Screen Time For Teens

This is where it gets really complicated. At this age, your child is going to want their own device or smartphone. All their friends at school will have them.  What a dilemma! You’ve probably heard horror stories about teens becoming addicted to their phones. On the other hand, you don’t want your child to be a social pariah. What do you do?

I wish I could answer this question for you. Unfortunately, it really depends on your child and your family. You know your child’s tendencies and limits better than anyone else. Choose a solution that makes sense for your family. Keep in mind, you won’t be able to shelter your child from technology forever. It’s a reality of modern life. Your best bet is to choose a solution that best equips your child to use technology safely and appropriately into adulthood.

If you do opt to allow your child to have their own device, it’s supremely important that you set appropriate limitations. Screen free time is essential for your family and will help prevent your teen from developing technology-related dependence or anxiety. This will be hard for them—keep in mind, their phone is their conduit to their social life—but you need to be firm. Meal times are a great place to start.

The exact limits you set will depend on your family, but keep in mind, your teen’s brain is still developing at this point. Make sure that your family makes time for other activities like reading, physical activity, conversation, and family time.

Safety is a big concern at this age as well. Your teen is going to have access to the internet, whether they have their own device or not. It’s possible for them to communicate with people who might intend to harm them. They will also have a nearly infinite depository of pornography and other destructive content just a few clicks away.

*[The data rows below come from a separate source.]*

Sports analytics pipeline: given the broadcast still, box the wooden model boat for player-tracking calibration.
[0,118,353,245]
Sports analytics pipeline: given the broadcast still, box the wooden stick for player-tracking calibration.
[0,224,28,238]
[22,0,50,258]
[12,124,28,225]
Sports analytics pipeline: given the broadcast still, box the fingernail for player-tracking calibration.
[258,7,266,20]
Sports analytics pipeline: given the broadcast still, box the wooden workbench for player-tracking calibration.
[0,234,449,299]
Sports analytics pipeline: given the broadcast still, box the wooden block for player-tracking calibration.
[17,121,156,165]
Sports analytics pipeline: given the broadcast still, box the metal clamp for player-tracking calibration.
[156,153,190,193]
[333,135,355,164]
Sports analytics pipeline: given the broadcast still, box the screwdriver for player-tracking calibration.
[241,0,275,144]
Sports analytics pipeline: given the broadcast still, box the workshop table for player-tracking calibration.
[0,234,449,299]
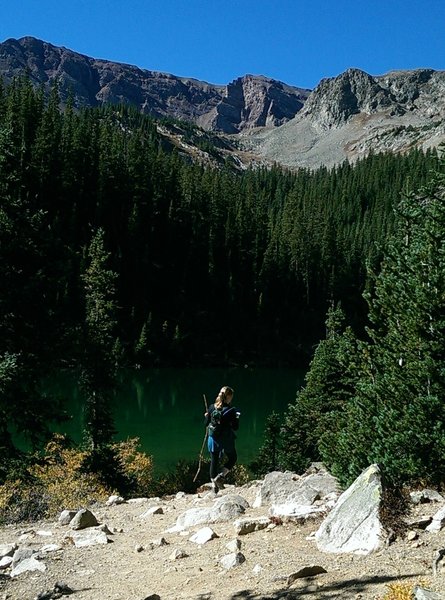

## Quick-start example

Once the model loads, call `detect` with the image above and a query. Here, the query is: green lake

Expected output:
[50,368,304,471]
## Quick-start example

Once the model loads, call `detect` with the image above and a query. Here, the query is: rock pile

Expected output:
[0,465,445,600]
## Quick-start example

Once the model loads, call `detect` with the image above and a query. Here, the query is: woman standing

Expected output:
[205,385,240,492]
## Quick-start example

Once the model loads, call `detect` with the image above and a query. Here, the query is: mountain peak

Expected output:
[0,36,308,133]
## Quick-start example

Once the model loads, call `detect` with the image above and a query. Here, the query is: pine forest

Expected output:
[0,79,445,504]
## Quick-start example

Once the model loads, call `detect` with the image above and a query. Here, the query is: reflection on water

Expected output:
[51,368,304,470]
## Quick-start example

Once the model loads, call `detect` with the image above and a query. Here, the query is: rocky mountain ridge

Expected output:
[0,37,309,133]
[246,69,445,168]
[0,37,445,169]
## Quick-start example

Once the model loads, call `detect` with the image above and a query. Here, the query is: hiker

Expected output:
[205,386,240,492]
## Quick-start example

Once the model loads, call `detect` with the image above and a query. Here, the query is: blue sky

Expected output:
[0,0,445,88]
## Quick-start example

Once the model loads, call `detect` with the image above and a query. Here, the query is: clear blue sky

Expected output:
[0,0,445,88]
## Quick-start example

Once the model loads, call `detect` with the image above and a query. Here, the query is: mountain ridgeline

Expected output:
[0,37,309,133]
[0,38,445,489]
[0,37,445,168]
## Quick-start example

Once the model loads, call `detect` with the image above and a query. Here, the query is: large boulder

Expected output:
[168,494,249,532]
[254,466,339,507]
[315,465,383,554]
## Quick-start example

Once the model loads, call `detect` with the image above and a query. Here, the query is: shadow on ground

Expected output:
[225,573,423,600]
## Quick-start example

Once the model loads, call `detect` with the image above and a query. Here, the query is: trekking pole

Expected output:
[193,394,209,483]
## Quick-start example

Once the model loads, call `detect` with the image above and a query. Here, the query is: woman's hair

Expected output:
[215,385,233,410]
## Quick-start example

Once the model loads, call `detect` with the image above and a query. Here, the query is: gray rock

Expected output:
[12,547,36,568]
[141,506,164,519]
[410,488,445,504]
[426,506,445,533]
[315,465,382,554]
[287,565,327,585]
[0,544,17,558]
[254,470,339,507]
[105,495,125,506]
[11,556,46,577]
[168,548,188,560]
[269,503,327,520]
[226,538,241,552]
[233,517,271,535]
[39,544,62,554]
[70,508,99,529]
[0,556,12,570]
[65,527,110,548]
[58,510,77,525]
[405,515,433,529]
[219,552,246,570]
[168,494,249,532]
[189,527,219,544]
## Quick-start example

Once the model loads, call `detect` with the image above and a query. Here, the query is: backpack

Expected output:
[208,408,222,435]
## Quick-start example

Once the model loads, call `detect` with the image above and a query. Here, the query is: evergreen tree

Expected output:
[249,411,282,477]
[323,156,445,484]
[81,229,117,450]
[280,307,353,473]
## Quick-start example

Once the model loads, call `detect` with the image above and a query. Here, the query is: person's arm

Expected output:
[204,404,214,427]
[230,406,241,431]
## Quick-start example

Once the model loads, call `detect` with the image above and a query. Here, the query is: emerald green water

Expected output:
[51,368,304,471]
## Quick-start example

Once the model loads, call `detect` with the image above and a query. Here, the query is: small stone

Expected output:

The most important thing here is to develop a relationship of trust and respect with your teen. You can’t possibly police their every action on the internet. Even if you think you are blocking content on your home wifi network, there are a million other ways your child could access this content that you don’t even know about. Let them know your boundaries and expectations, and that you trust them to comply Ultimately, they will have to make their own choices, and you need to equip them and empower them to make the right choice.

That said, there are several tools you can use in your home to make it easier on your teens. Apps like Qustodio and OurPact can allow you to see what content your teen is using and set limits on screen time. At home there are tons of options for filtering content and keeping your network safe for your kids. Just remember, these devices are not foolproof. There are always workarounds. Your primary focus should be on teaching your teens correct principles so that they can make the right choices.

When it Comes to Screen Time, Less is More

If you’re wondering if your family is getting too much screen time, the answer is probably yes. Reducing your screen time by any amount has the potential to help with your children’s development and help your family connect more.

Keep in mind, you can’t really expect your kids to follow your guidelines if you don’t follow them yourself. So often, parents are the WORST examples for always looking at their phones. Any rules you establish for your family, make sure you are following them yourself (at least while your kids are awake).

So start looking for ways you can reduce your screen time, establish screen-free time, and enjoy the way it helps your family come up with creative ways to spend time together!